Why should you make Galician-style fresh cod with potatoes?

It is a simple recipe to prepare fresh codone of the most common in Galicia and it suits fish very well. A rich and substantial garlic sauce with a good extra virgin olive oil, a quality paprika, a certain skill when adding the paprika, preventing it from burning with too hot oil, some fresh and tasty garlic and success.

As something optional, there is the matter of adding a splash of vinegar to the garlic sauce once we have added the paprika, I love it but there are people who can't stand it, a matter of taste.

From there, complete the dish with whatever you want, in the case of this recipe I have added boiled eggs and peas to complete portions and because we also like both very much.

The I always cook peas separately Because I have had bad experiences that they came out too hard and the rest of the ingredients in the pot were already tender and the peas were hard, now I give them the time they need and add them cooked to the main pot when everything else is done. cooked.

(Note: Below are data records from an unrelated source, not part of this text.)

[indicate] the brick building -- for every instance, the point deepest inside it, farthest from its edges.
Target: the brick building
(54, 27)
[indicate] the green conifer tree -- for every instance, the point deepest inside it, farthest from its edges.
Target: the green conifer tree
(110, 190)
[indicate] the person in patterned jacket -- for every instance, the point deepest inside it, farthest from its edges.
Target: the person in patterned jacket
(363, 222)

The cod gathers millions of faithful and my family is no exception, although the Cod Portuguese we love him cod with cauliflower I repeat it often because my eldest son, the Vigil stew or chickpeas with cod It is never absent in my house during Holy Week and also a couple more times a year, however the rice farmers in my house adore above all the Rice with chickpeas and cod and is not for less.



Galician style fresh cod with potatoes


Plato Main dish


  • 1,200 kg fresh cod loin cut into 4 pieces
  • 3 or 4 dad
  • 200 gram frozen peas
  • two boiled eggs
  • two garlic cloves
  • 1 cda sweet paprika
  • 1 cda vinegar (optional)
  • extra virgin olive oil
  • chopped fresh parsley for presentation
  • Peel and wash the potatoes. Cut them into thick slices and cook them in salted water for about 12 minutes (depending on the thickness of the potatoes).

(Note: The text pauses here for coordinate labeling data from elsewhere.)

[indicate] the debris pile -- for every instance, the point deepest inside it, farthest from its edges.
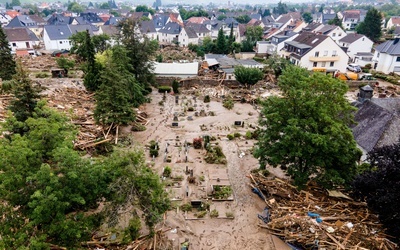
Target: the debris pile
(317, 217)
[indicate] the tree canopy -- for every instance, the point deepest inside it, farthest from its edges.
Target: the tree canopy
(379, 186)
(248, 76)
(7, 69)
(306, 130)
(371, 26)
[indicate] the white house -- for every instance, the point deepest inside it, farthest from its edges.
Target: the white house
(187, 36)
(310, 50)
(387, 57)
(356, 44)
(22, 39)
(333, 31)
(181, 70)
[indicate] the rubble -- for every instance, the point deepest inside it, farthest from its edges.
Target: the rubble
(313, 218)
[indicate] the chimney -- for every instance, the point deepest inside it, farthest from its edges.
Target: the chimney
(366, 93)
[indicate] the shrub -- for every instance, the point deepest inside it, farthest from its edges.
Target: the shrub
(228, 103)
(187, 207)
(197, 143)
(175, 86)
(154, 148)
(167, 171)
(42, 75)
(214, 213)
(163, 89)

  • Add the fish pieces (previously sprinkled with salt) and cook for another 8 minutes.

  • Cook the peas separately (without salt so as not to spoil their color), once tender, drain and transfer to a bowl of ice water to stop the cooking. Drain and reserve.

  • Cook the eggs for about 12 or 14 minutes with salt and a splash of vinegar. Transfer to a bowl of ice water. Peel and reserve.

  • Put a good jet of olive oil in a frying pan and brown the sliced ​​garlic cloves. Remove the pan from the heat, add the paprika, mix well, add a splash of vinegar (optional) and set aside.

  • Once the fish and potatoes have been cooked, drain, add the peas, the garlic sauce with the quartered eggs.